The linear dose-response coefficients can then be interpreted as the relative effect for each intervention versus the network reference ("Suture-absorbable").

Benefits of using mbnma.run() for standard NMA models

Now that we have shown how to specify a standard NMA model within the MBNMA framework in mbnma.run(), we can now use MBNMAdose to implement some more interesting models, such as class effect models and node-splits to assess consistency.

A class effects model can be implemented using the class.effect argument in mbnma.run(), introducing either a "common" or 2 class effect on the single linear dose-response parameter, beta.1:

# Random class effect model
nma.class <- mbnma.run(network.plac, fun = dpoly(degree = 1), class.effect = list(beta.1 = "random"),
    n.iter = 50000)

A "common" class effect assumes that all treatments within a class have the same effect, whilst a "random" class effect assumes that treatment-level effects are randomly distributed around a mean class effect with a standard deviation (SD) that is estimated within the model.

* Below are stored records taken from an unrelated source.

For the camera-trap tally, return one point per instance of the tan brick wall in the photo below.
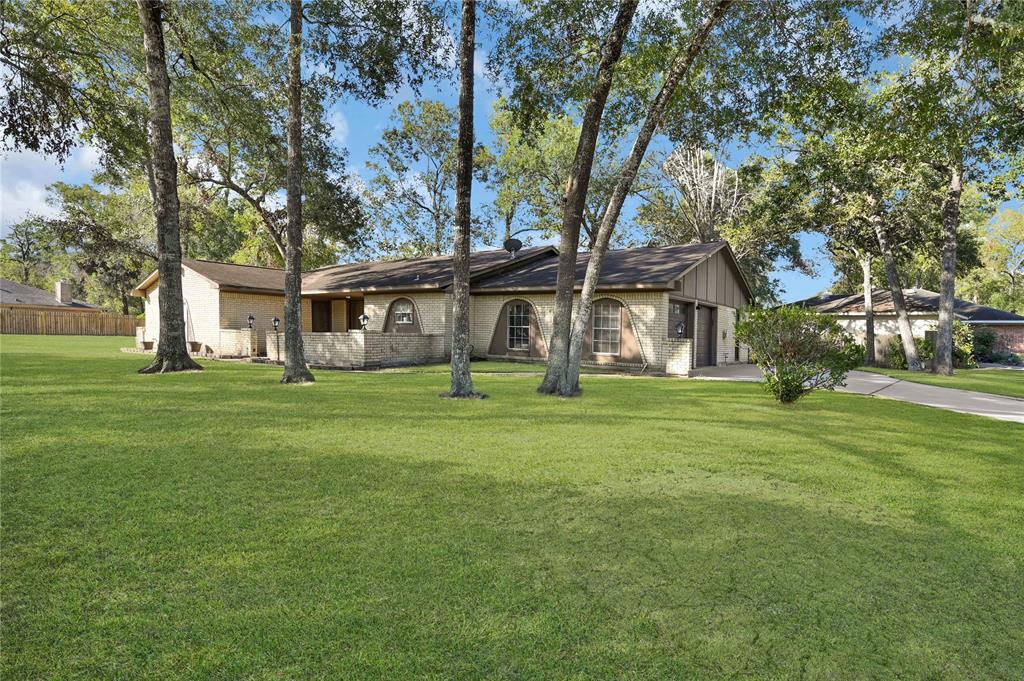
(678, 356)
(201, 310)
(648, 312)
(235, 311)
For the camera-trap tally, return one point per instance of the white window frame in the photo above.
(521, 313)
(402, 315)
(601, 312)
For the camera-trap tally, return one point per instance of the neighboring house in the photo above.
(26, 309)
(659, 309)
(14, 295)
(923, 308)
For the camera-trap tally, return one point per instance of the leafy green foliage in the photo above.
(411, 194)
(528, 173)
(26, 253)
(896, 355)
(70, 73)
(799, 350)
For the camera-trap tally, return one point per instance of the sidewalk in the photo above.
(865, 383)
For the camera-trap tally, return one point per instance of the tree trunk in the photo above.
(947, 284)
(295, 358)
(896, 289)
(865, 265)
(172, 353)
(576, 198)
(627, 174)
(462, 378)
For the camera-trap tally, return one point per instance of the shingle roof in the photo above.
(531, 268)
(918, 300)
(633, 267)
(432, 272)
(12, 293)
(246, 278)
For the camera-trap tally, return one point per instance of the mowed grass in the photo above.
(220, 525)
(996, 381)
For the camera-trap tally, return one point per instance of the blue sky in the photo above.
(24, 176)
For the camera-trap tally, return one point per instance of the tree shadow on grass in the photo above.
(249, 563)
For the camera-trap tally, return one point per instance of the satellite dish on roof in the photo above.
(513, 246)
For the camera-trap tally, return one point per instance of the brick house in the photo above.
(923, 308)
(664, 309)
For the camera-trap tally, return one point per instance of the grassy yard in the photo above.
(995, 381)
(220, 525)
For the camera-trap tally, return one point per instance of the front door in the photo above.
(322, 315)
(705, 350)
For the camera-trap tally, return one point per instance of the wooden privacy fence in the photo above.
(66, 323)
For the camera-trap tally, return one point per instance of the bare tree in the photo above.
(711, 190)
(172, 353)
(462, 378)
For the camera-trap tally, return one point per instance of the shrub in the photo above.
(984, 344)
(799, 350)
(897, 356)
(964, 345)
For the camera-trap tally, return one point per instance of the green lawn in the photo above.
(995, 381)
(221, 525)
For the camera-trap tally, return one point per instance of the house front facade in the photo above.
(657, 309)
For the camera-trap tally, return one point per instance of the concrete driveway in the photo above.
(877, 385)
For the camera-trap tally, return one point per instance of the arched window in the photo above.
(607, 327)
(402, 311)
(402, 317)
(517, 337)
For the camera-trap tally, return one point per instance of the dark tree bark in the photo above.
(462, 378)
(947, 283)
(896, 289)
(295, 358)
(172, 353)
(627, 174)
(576, 198)
(865, 265)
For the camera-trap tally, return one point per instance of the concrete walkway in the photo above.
(866, 383)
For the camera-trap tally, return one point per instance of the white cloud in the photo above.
(25, 176)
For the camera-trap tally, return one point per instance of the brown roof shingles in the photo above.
(411, 273)
(628, 268)
(532, 268)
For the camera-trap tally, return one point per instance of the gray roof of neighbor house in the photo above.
(413, 273)
(12, 293)
(648, 267)
(918, 301)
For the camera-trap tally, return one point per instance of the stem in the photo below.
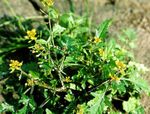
(71, 4)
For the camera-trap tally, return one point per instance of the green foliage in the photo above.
(70, 69)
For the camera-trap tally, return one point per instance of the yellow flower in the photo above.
(120, 65)
(15, 65)
(67, 79)
(97, 40)
(37, 48)
(114, 77)
(31, 34)
(48, 2)
(101, 52)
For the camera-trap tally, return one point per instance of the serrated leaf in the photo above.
(23, 110)
(41, 41)
(97, 104)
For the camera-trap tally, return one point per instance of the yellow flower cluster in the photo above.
(121, 66)
(67, 79)
(37, 48)
(48, 2)
(15, 65)
(97, 40)
(31, 34)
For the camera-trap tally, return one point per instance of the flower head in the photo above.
(97, 40)
(15, 65)
(30, 82)
(120, 65)
(101, 52)
(31, 34)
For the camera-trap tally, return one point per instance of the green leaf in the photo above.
(41, 41)
(102, 30)
(23, 110)
(130, 105)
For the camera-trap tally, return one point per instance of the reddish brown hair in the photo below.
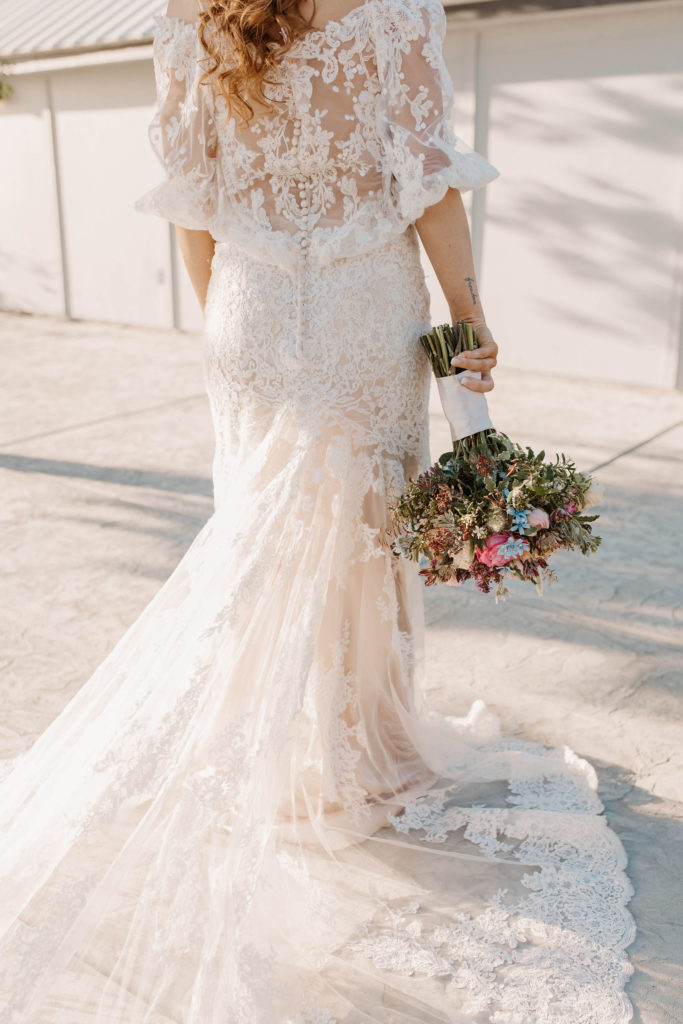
(245, 41)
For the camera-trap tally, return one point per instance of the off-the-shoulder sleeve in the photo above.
(182, 132)
(424, 155)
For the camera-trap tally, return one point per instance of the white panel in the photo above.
(119, 259)
(583, 229)
(30, 260)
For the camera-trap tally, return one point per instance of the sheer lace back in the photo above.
(360, 139)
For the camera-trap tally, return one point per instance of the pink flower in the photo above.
(501, 549)
(539, 518)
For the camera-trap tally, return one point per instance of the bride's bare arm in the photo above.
(445, 237)
(197, 247)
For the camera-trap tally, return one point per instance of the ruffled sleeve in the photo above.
(424, 157)
(182, 132)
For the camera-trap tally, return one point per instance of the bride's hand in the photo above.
(482, 359)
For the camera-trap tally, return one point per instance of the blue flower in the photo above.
(519, 518)
(513, 548)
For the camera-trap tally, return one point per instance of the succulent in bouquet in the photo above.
(489, 508)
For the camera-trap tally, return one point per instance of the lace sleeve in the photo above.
(182, 132)
(424, 155)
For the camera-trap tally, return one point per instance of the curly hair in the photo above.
(245, 41)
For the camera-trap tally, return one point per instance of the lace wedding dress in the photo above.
(249, 814)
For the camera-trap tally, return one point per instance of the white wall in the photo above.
(578, 244)
(119, 261)
(30, 259)
(583, 248)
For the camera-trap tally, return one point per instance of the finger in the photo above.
(485, 384)
(483, 352)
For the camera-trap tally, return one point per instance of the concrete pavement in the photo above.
(105, 449)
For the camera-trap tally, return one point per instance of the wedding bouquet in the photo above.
(489, 508)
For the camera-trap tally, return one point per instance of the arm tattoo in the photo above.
(472, 292)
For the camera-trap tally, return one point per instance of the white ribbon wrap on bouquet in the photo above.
(467, 412)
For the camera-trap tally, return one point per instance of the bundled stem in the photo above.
(441, 344)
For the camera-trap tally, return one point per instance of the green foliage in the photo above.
(488, 484)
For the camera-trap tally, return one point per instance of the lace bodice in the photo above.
(359, 142)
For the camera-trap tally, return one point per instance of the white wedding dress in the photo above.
(249, 814)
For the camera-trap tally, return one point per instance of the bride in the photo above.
(249, 814)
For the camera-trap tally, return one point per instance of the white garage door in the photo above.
(579, 241)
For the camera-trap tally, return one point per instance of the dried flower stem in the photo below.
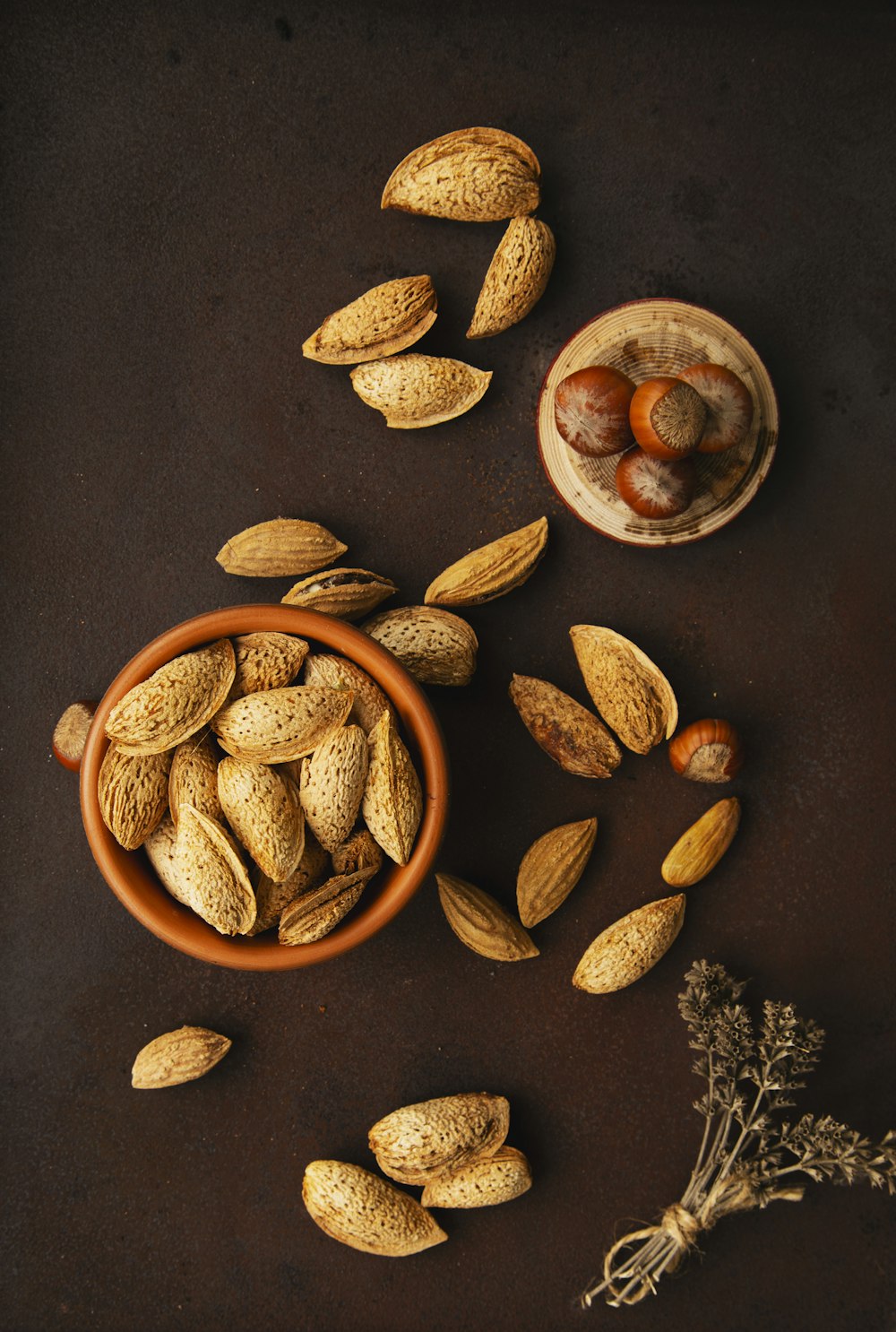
(742, 1158)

Common and random class effect models can be compared using model fit statistics (e.g. Deviance Information Criterion) to identify which is the most parsimonious model. Note that within MBNMAdose when a random class effect is fitted this makes the assumption that all classes share the same within-class SD. This may not necessarily be valid, but relaxing this cannot currently be done in MBNMAdose and it requires specific JAGS code to be written.